Spanish journalist (1967–2022)

Juan Pablo Colmenarejo Pérez (17 September 1967 – 23 February 2022) was a Spanish radio journalist. He also worked in print and television.

==Biography==
Born in Madrid, Spain, Colmenarejo graduated in Information Sciences from the University of Navarre in 1990. He began working on Radio Nacional de España (RNE) in Pamplona before moving back to his city to work for Cadena COPE for seven years. He presented Infomativo Mediodía from 1995 to 1998. He then moved to Televisión Española and returned to RNE before in 2002, joining Onda Cero to present La brújula.

Colmenarejo returned to Cadena COPE in 2009, where he presented La linterna, while also writing a blog El grafitero for La Razón.

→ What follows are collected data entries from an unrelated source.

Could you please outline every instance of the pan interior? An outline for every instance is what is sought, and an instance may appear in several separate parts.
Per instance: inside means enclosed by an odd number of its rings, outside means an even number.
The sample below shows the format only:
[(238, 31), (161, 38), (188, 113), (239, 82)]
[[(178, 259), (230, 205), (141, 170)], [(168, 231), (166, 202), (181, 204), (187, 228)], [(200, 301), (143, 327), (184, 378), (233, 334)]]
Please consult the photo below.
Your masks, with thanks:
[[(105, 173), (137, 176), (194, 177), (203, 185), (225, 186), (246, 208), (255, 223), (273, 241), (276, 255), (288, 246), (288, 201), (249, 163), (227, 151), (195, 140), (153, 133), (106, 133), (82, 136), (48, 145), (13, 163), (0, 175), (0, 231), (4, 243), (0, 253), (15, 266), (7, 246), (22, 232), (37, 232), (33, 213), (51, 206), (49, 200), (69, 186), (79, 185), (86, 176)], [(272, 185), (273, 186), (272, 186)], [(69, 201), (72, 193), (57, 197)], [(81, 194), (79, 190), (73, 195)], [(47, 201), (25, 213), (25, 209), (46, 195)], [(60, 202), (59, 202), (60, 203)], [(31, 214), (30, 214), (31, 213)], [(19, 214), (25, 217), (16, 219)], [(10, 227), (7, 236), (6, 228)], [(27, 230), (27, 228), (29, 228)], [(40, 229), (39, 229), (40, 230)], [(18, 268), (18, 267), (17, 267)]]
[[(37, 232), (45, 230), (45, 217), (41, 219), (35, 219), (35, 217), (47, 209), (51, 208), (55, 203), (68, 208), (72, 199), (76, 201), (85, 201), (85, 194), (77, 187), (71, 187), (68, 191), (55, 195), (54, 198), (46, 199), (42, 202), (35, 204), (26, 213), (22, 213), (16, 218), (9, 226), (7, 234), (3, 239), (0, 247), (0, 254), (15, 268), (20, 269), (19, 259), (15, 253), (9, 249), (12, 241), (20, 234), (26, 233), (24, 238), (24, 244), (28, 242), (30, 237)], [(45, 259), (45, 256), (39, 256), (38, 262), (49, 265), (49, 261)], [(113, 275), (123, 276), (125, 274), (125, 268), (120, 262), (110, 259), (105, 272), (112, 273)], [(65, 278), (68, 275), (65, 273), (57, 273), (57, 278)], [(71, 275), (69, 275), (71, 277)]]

In 2012, he was teaching at his alma mater and a master's degree in journalism at the Universidad CEU San Pablo in Madrid, as well as writing for El Mundo.

In the final four years of his life he presented Buenos días Madrid on Onda Madrid, while also writing a weekly column in ABC. He died from a stroke in Madrid, on 23 February 2022, at the age of 54.

His work was rewarded with awards including an Antena de Plata in 2019, an Antena de Oro in 2004 for La brújula, and a Micrófono de Oro in 2010.